O novo Dashboards no Google Ads transforma comandos em visualizações. Em vez de montar cada gráfico manualmente, o usuário descreve o que deseja comparar e recebe um relatório acompanhado por um resumo em tempo real.
O recurso chegará depois ao Google Analytics. Perguntas vagas ou dados incompletos ainda podem produzir uma visão superficial, por isso é importante definir período, campanha, objetivo e métrica.
O benchmark revela dados de concorrentes?
Não. A comparação usa médias anônimas de negócios semelhantes para mostrar se há espaço de melhoria. O Google não afirma que o usuário verá campanhas, custos ou resultados de uma empresa específica.
Benchmarks ajudam a criar referência, mas não explicam sozinhos diferenças de margem, região, marca, sazonalidade ou público. Devem orientar perguntas, não impor uma meta automática.
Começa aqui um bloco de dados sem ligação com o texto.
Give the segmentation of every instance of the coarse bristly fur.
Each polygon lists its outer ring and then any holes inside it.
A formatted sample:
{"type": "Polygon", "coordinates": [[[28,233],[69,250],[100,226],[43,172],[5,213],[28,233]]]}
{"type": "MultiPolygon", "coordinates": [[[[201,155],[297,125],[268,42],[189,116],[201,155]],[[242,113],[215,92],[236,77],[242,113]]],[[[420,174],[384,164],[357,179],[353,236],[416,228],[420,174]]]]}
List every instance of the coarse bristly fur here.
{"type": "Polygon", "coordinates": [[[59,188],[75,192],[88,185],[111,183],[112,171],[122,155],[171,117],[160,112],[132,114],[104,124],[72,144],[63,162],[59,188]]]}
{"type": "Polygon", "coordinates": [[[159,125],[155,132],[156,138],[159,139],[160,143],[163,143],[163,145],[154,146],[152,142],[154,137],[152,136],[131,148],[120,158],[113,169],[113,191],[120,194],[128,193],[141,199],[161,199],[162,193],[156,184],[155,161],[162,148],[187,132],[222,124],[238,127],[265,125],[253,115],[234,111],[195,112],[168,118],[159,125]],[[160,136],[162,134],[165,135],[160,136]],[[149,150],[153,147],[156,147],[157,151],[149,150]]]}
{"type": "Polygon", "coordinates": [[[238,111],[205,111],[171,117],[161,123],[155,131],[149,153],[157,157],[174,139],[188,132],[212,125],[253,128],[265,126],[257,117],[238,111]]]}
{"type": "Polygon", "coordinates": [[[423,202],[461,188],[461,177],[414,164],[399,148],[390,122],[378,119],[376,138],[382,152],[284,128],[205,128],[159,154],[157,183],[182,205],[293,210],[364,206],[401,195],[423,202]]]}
A IA poderá alterar campanhas sozinha?
O anúncio enfatiza que os profissionais permanecem no controle. As experiências agênticas ajudam a encontrar informações e acelerar ações, porém decisões de investimento precisam ser revisadas antes da aplicação.
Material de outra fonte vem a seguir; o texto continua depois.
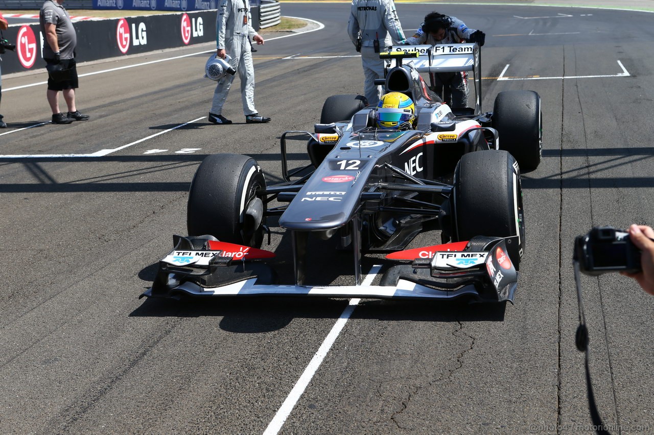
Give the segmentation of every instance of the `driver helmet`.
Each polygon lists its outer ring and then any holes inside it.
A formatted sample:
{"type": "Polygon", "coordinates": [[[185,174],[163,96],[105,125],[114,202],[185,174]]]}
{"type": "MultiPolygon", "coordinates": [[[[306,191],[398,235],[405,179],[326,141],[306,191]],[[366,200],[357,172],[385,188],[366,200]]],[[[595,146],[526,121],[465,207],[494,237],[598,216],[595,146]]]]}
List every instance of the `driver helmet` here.
{"type": "Polygon", "coordinates": [[[377,124],[379,128],[411,129],[415,118],[413,101],[402,92],[384,95],[377,106],[377,124]]]}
Para pequenas empresas, a facilidade pode reduzir o tempo gasto com relatórios. Ainda assim, aceitar toda sugestão sem verificar custo por resultado, conversões e qualidade dos dados pode levar a desperdício.
Quem já pode usar os recursos?
O Google informa que o Ask Advisor, os novos painéis e determinados cartões estão em beta para contas configuradas em inglês. A disponibilidade pode variar por produto, conta, país e etapa de liberação.
Antes de procurar uma opção que não aparece, vale conferir o idioma da conta e os avisos dentro do Ads ou Analytics. Não existe confirmação de que todas as funções estejam liberadas simultaneamente no Brasil.
Perguntas e respostas
Respostas diretas para as dúvidas mais pesquisadas sobre este tema.
As novidades já estão em português?
Parte das funções está em beta para contas em inglês. A disponibilidade em português pode variar.
A ferramenta revela dados de concorrentes?
Não. O benchmark usa médias anônimas de empresas semelhantes, sem expor uma concorrente específica.
É possível criar gráficos por comando de texto?
Sim. O novo Dashboards do Google Ads aceita descrições em texto; a função chegará posteriormente ao Analytics.
A IA substitui um analista de marketing?
Ela acelera resumos e relatórios, mas estratégia, validação dos dados e decisões de orçamento continuam humanas.